The architect reversed the ‘structure on the streetside and garden to the rear’ scheme, by setting the bungalow back, beyond an elevated garden. Rather than a forbidding, fortress-like compound wall, an interesting elevation involving Valsadi teak battens, softened by cascades of creepers, intrigue the passers-by. Beyond this, is a ramp — which takes you directly to the garden — sandwiched between this slatted outer boundary wall and the retaining wall of the home with an intermediary concrete wall. The idea was to create a journey of sorts, a constricted perambulatory approach that finally ‘releases’ the visitor into the garden. The other access point, which is the ‘normal’ main door, also uses the same strategy of constriction and liberation, via a small entrance lobby that shields the main living space from direct view.
The spatial programme of the villa and the zoning of the plotwere also dictated by the sudden floods that the city sometimes experiences. The ground level is devoted to allied spaces connected to relaxation and unwinding. Atop this lies the sprawl of the living-dining, kitchen, a bedroom and the garden in the front, followed by more bedrooms, up another level.
The Skewed House does away with excess in form and materiality. Elevationally speaking, the façade projects and recedes strategically, with important areas such as the master bedroom being emphasized through cantilevering and material play. Though concrete was the material of choice, white plaster, stone and wood have been used to temper its formidable, institutional demeanour. The architect’s deep interest in photography helped him visualize this project as a series of interconnected vistas, and was also responsible for the ‘skewedness’ of Skewed House. Manifested subtly as elements shifted slightly off the straight line, this was an exercise in creating vistas and perspectives, and adding more life to a three-dimensional object.
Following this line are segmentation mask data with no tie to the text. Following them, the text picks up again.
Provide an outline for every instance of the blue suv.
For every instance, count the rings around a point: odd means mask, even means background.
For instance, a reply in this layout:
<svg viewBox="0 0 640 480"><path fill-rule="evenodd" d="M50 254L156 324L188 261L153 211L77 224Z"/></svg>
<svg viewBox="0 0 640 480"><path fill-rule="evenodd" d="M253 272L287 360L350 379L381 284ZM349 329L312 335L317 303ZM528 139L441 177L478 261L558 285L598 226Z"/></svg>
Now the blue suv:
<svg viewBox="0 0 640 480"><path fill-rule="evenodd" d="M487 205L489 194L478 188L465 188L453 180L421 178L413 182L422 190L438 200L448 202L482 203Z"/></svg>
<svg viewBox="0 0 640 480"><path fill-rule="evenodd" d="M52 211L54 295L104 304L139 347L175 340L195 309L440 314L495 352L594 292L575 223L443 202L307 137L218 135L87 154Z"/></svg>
The client’s request for connections from top to bottom, skylights, a distinct identity for the worship area, nature, and a play of light and shadow inform the spatial layout.The split-level living-dining area is extensive, with living part being sunken and the dining elevated. Close to the entrance is the double-height pooja-tower, heralded by a water-spout and set within a waterbody. Opposite the living area is a sunken courtyard with more seating. These pockets of seating, with various configurations, allow people more freedom to use the space as per their choice. An enormous Kalamkari-inspired artwork in subtle grey graces the staircase wall, and is one of the design highlights of this space.
The houses established strong connections to nature with the help of suitable fenestration. For instance, the L-shaped glass inset behind the pooja tower invites the surrounding greenery in and connects the interior waterbody with the external lotus pond visually. Similarly, the nine-foot cantilever of the master bedroom is outlined in glass, to invite slivers of sunlight and the sky into the space. Also, the views from the louvered doors and windows on this level are carpeted with the blossoms and the dense shining foliage of the frangipanis in the garden.
Much of the relaxed ambience of the Skewed House can be attributed to its substantial greenscape, developed collaboratively by Roots Designs and Studio Lagom. The lawn has a sectional profile (a kund-like sunken central portion), and has been inspired by the ghats of Varanasi and Ujjain. An artistic dimension was added by extending the floor pattern of the gazebo into the kund.
For the architect, this house represents the firming up of several convictions: that each building is unique by way of its users, setting, function, and more; that you will deliver quality if you care enough; that there is no subsitute for nature; and that architecture can leverage the innate beauty of every material, by creating the right balance between less and more.